28 de abr. de 2010

"Casamento silencioso" e o uso do surreal para falar de política

O cinema romeno tem recebido muita atenção da crítica nos últimos anos, sobretudo pela dita qualidade de seus filmes, que têm ganho mais espaço no circuito comercial. De 2007 até 2009, chegaram pelo menos três filmes daquele país: "A leste de Bucareste", "Como eu festejei o fim do mundo" e "Casamento silencioso". É sobre este último que a crítica em questão se debruça. Com direção de Horatiu Malaele, é mais um longa a usar como pano de fundo de suas ações a queda do regime comunista, do qual Josef Stálin era o símbolo maior.

O diretor busca examinar os reflexos dessa derrocada num contexto rural, apontado suas lentes para a Romênia de 1953, ano da morte do ditador russo, e da consequente expiração de regime tão autoritário e punitivo. Tudo começa, porém, nos dias atuais, quando uma equipe de televisão local decide investigar os rumores de supostos eventos paranormais ocorridos em uma pequena cidade do interior do país. Na procura por pistas que comprovem os fenômenos, os repórteres abordam moradores da região, que não são nenhum modelo de gente educada, diga-se de passagem. Até que uma das entrevistadas conta de um casamento que ocorrera exatamente cinco décadas e meia antes, e que ficou marcado por ter sido uma cerimônia um tanto quanto atípica.
A partir desse gancho, a narrativa retrocede até o período citado, permitindo que o espectador entre em contato com a história propriamente dita. Então são apresentados os jovens Iancu (Alexandru Potocean) e Mara (Meda Victor), que estão em pelo ato sexual. Eles vivem um amor tão intenso quanto desagradável para alguns habitantes da pequena aldeia em que vivem, mas pouco se importam com essa repercussão negativa do que sentem um pelo outro. Prestes a se casar, eles nem podem esperar pela consumação do desejo, adotando um comportamento ousado para os padrões da época. Durante o tempo em que mostra os preparativos para a festa de casamento, Malaele flagra alguns costumes observados naquela década num país que, como o Brasil, tem como língua oficial uma derivação do latim.

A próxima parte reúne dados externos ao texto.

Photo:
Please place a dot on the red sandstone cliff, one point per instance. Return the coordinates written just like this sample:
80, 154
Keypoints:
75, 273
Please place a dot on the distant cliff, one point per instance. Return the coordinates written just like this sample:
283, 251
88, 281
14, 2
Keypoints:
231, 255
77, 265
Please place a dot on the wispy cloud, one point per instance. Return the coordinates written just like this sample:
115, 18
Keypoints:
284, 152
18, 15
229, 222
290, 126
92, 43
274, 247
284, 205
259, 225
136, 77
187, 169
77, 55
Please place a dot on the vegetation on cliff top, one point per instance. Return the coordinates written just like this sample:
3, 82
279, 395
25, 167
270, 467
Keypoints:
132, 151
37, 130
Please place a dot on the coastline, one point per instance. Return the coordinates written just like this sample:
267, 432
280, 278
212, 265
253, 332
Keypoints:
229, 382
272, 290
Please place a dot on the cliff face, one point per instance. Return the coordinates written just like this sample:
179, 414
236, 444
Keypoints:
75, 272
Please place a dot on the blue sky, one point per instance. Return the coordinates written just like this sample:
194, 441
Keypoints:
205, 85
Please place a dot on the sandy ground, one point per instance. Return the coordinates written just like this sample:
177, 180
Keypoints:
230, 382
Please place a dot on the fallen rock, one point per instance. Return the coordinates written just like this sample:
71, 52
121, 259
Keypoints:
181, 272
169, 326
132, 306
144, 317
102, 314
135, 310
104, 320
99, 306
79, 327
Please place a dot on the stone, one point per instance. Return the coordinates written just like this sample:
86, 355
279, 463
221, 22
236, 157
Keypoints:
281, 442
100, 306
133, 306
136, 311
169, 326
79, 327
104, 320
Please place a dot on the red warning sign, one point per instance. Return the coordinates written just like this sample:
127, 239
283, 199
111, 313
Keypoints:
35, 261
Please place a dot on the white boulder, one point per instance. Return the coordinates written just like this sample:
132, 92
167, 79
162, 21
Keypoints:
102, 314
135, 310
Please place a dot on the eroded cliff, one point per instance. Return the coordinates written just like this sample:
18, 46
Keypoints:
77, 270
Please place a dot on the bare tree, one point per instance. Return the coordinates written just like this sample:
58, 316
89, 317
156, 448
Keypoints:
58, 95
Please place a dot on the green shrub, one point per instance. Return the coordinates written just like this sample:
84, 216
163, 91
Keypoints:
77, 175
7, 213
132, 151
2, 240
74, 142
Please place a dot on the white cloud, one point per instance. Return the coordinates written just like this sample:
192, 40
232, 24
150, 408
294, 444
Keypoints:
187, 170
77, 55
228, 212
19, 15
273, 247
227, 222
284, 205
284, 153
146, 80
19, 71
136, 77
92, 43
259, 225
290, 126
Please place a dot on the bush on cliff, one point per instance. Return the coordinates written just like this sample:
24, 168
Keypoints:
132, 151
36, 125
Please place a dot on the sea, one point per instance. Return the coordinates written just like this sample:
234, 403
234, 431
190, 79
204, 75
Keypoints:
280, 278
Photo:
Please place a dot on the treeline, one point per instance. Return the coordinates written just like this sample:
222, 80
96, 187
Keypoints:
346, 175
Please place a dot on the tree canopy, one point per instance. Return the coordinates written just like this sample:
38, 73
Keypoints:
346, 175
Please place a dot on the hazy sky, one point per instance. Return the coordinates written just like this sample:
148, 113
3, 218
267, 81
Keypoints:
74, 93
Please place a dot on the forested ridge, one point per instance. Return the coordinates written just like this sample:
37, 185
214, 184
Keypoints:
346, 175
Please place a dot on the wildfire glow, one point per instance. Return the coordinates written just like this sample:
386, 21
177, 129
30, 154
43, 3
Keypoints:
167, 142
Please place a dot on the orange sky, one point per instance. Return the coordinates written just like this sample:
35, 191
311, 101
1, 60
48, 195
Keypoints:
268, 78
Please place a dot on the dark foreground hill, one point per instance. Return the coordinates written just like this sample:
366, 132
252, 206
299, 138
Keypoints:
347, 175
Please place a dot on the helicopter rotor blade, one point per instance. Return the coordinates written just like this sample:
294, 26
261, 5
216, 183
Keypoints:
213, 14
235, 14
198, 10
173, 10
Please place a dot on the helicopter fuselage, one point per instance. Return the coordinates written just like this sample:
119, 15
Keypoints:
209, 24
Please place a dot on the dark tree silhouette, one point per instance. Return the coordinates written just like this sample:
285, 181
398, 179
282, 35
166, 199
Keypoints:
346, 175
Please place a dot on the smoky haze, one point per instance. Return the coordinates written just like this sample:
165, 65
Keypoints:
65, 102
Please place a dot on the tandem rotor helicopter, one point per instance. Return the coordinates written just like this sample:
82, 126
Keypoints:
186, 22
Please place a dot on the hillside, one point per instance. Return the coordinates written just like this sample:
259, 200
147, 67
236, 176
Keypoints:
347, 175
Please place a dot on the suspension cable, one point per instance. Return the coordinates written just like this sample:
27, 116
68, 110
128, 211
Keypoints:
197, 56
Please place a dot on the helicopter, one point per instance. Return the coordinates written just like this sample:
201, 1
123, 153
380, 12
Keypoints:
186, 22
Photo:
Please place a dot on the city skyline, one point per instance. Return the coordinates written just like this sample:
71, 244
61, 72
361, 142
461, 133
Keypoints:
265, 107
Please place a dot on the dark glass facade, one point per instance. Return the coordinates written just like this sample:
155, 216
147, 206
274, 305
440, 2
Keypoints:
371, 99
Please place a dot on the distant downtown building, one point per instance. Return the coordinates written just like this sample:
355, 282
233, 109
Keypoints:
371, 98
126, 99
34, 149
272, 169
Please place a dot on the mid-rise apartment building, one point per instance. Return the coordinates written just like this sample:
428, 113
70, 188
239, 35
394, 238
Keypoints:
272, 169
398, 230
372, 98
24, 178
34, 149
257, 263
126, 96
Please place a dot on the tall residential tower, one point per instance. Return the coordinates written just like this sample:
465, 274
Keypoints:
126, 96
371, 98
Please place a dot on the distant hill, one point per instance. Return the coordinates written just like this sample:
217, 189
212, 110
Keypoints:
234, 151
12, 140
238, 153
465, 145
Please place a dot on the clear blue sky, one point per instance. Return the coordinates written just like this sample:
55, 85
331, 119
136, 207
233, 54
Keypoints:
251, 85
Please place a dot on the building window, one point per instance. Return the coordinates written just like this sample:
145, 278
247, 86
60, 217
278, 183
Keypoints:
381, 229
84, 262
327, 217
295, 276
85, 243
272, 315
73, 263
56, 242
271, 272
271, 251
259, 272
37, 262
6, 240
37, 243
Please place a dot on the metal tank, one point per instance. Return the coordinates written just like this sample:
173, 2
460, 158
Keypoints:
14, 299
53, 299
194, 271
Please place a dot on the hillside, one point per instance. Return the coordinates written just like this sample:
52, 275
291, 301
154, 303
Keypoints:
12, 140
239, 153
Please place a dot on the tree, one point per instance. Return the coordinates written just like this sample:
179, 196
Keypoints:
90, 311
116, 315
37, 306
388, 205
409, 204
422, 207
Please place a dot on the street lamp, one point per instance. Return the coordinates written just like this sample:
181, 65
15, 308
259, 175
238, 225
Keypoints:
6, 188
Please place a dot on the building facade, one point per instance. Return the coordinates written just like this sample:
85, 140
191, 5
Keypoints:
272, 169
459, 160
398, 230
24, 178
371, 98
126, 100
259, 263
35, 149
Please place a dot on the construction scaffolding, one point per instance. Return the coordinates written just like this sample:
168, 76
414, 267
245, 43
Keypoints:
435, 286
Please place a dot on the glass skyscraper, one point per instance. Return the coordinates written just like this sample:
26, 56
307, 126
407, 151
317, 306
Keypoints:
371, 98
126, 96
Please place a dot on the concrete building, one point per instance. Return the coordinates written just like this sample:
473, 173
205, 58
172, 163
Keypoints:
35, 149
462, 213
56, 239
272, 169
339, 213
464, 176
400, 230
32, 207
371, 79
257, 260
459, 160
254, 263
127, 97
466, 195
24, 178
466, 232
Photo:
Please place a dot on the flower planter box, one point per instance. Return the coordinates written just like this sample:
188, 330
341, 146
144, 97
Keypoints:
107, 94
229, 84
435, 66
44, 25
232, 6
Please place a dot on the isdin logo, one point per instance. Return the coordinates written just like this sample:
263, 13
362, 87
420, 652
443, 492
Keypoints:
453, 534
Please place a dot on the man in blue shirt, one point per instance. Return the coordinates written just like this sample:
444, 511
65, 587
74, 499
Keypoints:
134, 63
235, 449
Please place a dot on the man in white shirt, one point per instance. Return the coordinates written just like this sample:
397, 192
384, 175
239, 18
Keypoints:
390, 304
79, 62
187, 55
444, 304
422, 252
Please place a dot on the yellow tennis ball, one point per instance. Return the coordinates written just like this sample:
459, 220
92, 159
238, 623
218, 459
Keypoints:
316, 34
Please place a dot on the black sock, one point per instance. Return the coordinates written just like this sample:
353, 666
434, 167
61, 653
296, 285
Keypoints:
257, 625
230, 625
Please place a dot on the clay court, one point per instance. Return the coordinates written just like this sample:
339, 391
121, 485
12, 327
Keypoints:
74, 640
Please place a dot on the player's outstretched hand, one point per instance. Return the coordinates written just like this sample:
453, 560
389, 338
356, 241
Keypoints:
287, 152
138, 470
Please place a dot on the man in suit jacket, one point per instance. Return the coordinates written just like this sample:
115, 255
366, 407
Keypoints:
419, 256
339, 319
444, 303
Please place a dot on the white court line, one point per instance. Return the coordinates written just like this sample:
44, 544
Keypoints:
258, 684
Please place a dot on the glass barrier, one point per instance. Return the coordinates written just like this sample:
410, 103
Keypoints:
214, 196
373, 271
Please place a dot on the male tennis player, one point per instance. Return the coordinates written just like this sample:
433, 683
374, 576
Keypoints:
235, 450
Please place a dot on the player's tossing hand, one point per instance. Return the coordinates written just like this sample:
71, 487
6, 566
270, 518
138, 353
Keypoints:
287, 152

Mas o filme fica mais interessante mesmo quando surge a ocasião da festa dos noivos apaixonados. Tudo começa na mais perfeita ordem e felicidade, até que surgem funcionários do governo para informá-los da má(?) notícia: Josef Stálin está morto. Por essa razão, foi decretado luto nacional por um período de uma semana, o que impede a realização de festas de qualquer natureza, desde casamentos a aniversários, passando por reuniões para a comemoração de qualquer conquista. Enfático, o oficial afirma que todo o aparato com que o casamento de Iancu e Mara estavam se casando precisa ser interrompido, por honra à memória daquele que era até então o chefe maior do dito mundo comunista. Surpresos com a exigência, aqueles homens e mulheres simplórios decidem acatar o que lhes foi ordenado. Porém, eles não admitem perder a chance de comemorar com muitos comes e bebes as bodas dos jovens.
Com isso, "Casamento silencioso" ganha tintas de comédia, e seu título começa finalmente a fazer sentido. Na tentativa de não desperdiçar tudo o que foi gasto para a preparação da festa, os pais dos noivos decidem manter a comemoração, mas fazendo tudo no mais absoluto silêncio, o que gera uma série de situações hilárias, justamente por seu toque de surreal. Malaele não deixa de fazer cinema político, mas não chega a se demonstrar tão engajado quanto outros diretores, como é o caso do inglês Ken Loach. Sua dosagem nessa aspecto é sutil, revelando no diretor um desejo de simplesmente mostrar consequências de um fato histórico no cotidiano de uma pequena comunidade. Fica nítido para o espectador mais atento os contornos mambembe que os personagens apresentam, como se estivessem em um espetáculo teatral. Os protagonistas, por exemplo, agem de forma pantomímica em muitas passagens, revelando uma faceta muito divertida de suas personalidades.
No geral, o filme acerta por sua maneira simples de narrar acontecimentos de ordem mundial repercutindo numa esfera menos ampla. OS desdobramentos da desobediência daqueles cidadãos não são dos mais positivos, fazendo com que a população masculina dali acabe sendo bastante reduzida, fato que traz a narrativa de volta para o presente. É quando os repórteres começam a entender o que levou a certas situações que presenciam no momento atual. "Casamento silencioso" consegue êxito na junção de elementos teatrais com certa parcela de entretenimento, sem tender exageradamente para um lado ou para o outro. E essa é uma qualidade que jamais pode ser desprezada. Os cinéfilos de certo juízo podem discordar da afirmação, mas não deveriam deixar passar a oportunidade de conferir a proposta de Horatiu Malaele.